-Salamatu Adamu, Founding partner, Cavemen Africa
We started production on Ashābu’l Kahf, and it has been one of those moments where you pause and realise: this is exactly the work we are meant to be doing right now at Cavemen Africa.
Why this project , why now
It’s our first production of the year and one of the new projects we’re introducing at Cavemen Africa. Last year, we spent a lot of time strengthening our projects ; testing, refining, figuring out what works and what doesn’t. This year feels different. This year is about building the production framework. About structure. About intention. About Cavemen Studio.
Building with people, not placeholders
What’s been most remarkable isn’t just the idea itself, but the people. We have expert hands in the house, and at the same time, the team is stepping into real crew roles — not placeholders, not assistants, but responsibility. Some are learning the ropes for the first time, learning on the job, figuring it out as we go.
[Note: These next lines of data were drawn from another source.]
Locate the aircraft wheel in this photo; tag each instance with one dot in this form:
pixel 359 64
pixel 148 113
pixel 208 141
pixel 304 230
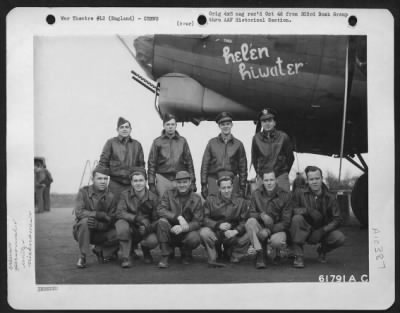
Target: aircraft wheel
pixel 359 199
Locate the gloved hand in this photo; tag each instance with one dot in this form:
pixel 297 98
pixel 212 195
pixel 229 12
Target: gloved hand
pixel 299 211
pixel 177 229
pixel 204 191
pixel 183 223
pixel 231 233
pixel 142 230
pixel 316 217
pixel 225 226
pixel 316 236
pixel 267 220
pixel 153 189
pixel 103 216
pixel 242 192
pixel 92 222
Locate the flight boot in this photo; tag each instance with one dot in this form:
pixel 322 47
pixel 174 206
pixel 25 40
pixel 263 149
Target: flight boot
pixel 260 259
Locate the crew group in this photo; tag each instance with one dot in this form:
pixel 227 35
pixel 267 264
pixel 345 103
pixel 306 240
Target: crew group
pixel 119 212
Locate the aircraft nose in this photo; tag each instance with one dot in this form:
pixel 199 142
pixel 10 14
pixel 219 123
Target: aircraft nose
pixel 144 46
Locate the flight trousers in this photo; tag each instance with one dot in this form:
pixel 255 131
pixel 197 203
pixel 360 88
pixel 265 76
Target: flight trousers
pixel 188 241
pixel 213 240
pixel 106 241
pixel 128 236
pixel 302 232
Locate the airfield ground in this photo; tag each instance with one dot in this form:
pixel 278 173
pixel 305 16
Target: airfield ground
pixel 57 253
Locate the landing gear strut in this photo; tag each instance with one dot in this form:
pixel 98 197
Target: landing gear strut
pixel 359 199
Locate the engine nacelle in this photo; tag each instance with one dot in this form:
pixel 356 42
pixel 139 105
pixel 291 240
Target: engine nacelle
pixel 188 100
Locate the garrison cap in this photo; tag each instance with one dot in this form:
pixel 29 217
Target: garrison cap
pixel 182 175
pixel 266 114
pixel 101 169
pixel 122 121
pixel 225 175
pixel 223 117
pixel 167 117
pixel 138 171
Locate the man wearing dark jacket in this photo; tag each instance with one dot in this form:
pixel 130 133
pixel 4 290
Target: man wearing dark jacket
pixel 316 218
pixel 181 215
pixel 137 218
pixel 46 194
pixel 120 154
pixel 95 215
pixel 270 216
pixel 225 215
pixel 168 155
pixel 272 148
pixel 223 153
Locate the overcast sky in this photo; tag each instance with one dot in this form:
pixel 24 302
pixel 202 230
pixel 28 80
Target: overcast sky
pixel 82 86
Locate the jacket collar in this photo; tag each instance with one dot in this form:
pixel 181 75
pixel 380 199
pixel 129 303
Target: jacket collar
pixel 325 190
pixel 222 199
pixel 273 194
pixel 230 137
pixel 164 135
pixel 132 194
pixel 124 139
pixel 92 191
pixel 272 134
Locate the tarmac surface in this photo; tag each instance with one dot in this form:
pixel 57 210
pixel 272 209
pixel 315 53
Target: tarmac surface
pixel 57 253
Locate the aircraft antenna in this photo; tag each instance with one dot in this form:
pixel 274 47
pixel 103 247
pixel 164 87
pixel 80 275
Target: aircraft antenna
pixel 344 109
pixel 140 79
pixel 297 161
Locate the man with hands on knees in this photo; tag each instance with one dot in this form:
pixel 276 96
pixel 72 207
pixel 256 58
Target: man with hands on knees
pixel 316 217
pixel 95 215
pixel 137 218
pixel 181 215
pixel 270 216
pixel 225 215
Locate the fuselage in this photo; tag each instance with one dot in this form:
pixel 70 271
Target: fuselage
pixel 302 77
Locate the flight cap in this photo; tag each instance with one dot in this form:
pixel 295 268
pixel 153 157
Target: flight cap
pixel 267 113
pixel 223 117
pixel 122 121
pixel 225 175
pixel 137 170
pixel 182 175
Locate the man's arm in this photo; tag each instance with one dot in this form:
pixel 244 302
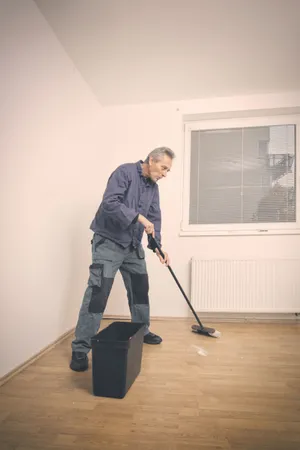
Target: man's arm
pixel 113 205
pixel 154 216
There’s something honest about that. That’s how community is built.
Ashābu’l Kahf is about many things at once. It’s about the hardworking Muslim founders we want to spotlight and learn from, across different sectors. It’s about the urge to create during Ramadan — that pull to slow down, reflect, and still show up with purpose. And it’s about continuously returning to the philosophy behind Cavemen Africa: resilience, collaboration, faith, and values.
The story of The People of the Cave has always stayed with me. Young believers who chose faith over fear. Who withdrew for the sake of Allah. Who trusted that stepping away didn’t mean disappearing and emerged protected, strengthened, elevated.
That story feels very close to what many Muslim entrepreneurs are living today. Building in a complex world. Holding on to values. Choosing faith when fear would be easier. These are modern-day People of the Cave.
This Ramadan, we’re sharing a 10-episode podcast , one conversation every day. Ten Muslim entrepreneurs. Real stories. Spiritual reflections. Business lessons. Not polished success stories, but honest journeys and barakah-driven wisdom.
This project isn’t about chasing attention. It’s about alignment. It’s about making work that reflects who we are becoming. Faith is not something we add on later , it’s central to how we build.
Ashābu’l Kahf is part of that journey. And in many ways, so is Cavemen Africa.